Palavras-chave: Ateneístas; História cultural latino-americana; Rede de intelectuais.

ABSTRACT

In this article, the formation of a transnational network of intellectuals, that of the "Ateneístas" - a group which was originally constituted in Mexico through the double experience of the "Ateneo de la Juventud" and of participation in the various cultural initiatives promoted by the Revolutionary governments of Mexico (and especially in the creation of the Universidad Nacional de México) -, is analyzed; as is its role in the origins of the cultural history of Latin America. The intellectual trajectories of two of its most prominent members - which, through their agency, contributed to the formation of an intellectual network linking the national intellectual fields of Mexico, Argentina, Spain and Brasil - are examined in some detail: those of Pedro Henríquez Ureña and Alfonso Reyes. The purpose of this study is dual.
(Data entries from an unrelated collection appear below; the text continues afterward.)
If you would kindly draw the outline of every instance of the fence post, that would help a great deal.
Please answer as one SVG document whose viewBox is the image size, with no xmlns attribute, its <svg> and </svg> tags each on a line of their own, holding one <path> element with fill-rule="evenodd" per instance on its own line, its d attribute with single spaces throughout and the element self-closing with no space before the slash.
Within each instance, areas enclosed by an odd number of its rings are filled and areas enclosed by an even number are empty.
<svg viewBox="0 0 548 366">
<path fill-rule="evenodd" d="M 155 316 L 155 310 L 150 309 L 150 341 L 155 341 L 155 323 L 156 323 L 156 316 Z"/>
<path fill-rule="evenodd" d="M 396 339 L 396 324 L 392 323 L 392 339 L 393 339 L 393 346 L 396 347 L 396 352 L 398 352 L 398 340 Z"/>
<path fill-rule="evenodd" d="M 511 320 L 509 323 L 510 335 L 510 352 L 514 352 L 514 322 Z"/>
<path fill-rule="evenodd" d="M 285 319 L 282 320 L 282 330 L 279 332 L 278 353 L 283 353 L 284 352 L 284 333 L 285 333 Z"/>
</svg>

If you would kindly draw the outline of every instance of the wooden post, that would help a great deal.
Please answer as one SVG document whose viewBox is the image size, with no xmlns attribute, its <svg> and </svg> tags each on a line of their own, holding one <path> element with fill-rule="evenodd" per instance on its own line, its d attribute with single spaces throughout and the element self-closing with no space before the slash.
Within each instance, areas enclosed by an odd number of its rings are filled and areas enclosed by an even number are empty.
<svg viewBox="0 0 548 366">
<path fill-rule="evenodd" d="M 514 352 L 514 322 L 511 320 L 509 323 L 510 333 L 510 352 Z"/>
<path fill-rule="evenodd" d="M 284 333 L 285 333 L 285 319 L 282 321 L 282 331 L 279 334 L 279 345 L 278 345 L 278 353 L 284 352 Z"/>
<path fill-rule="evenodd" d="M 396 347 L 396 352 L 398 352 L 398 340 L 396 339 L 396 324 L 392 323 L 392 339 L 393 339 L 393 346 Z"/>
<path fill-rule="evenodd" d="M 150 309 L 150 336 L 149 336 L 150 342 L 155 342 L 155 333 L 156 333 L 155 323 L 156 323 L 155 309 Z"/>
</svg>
It proposes an exploration, on the one hand, of the relationship between the international circulation of ideas and the conditions for the emergence of new cultural formations within national intellectual fields. It seeks, on the other hand, to analyze the specific process whereby a historiographical discourse with novel characteristics took shape in the region - through the agency of a confluence of specific works, publishing projects, cultural institutions, and cultural contacts among the different countries of Iberoamerica. The period covered is roughly that which stretches from 1906 to 1960.

Keywords: "Ateneístas"; Latin-american cultural history; Network of intellectuals.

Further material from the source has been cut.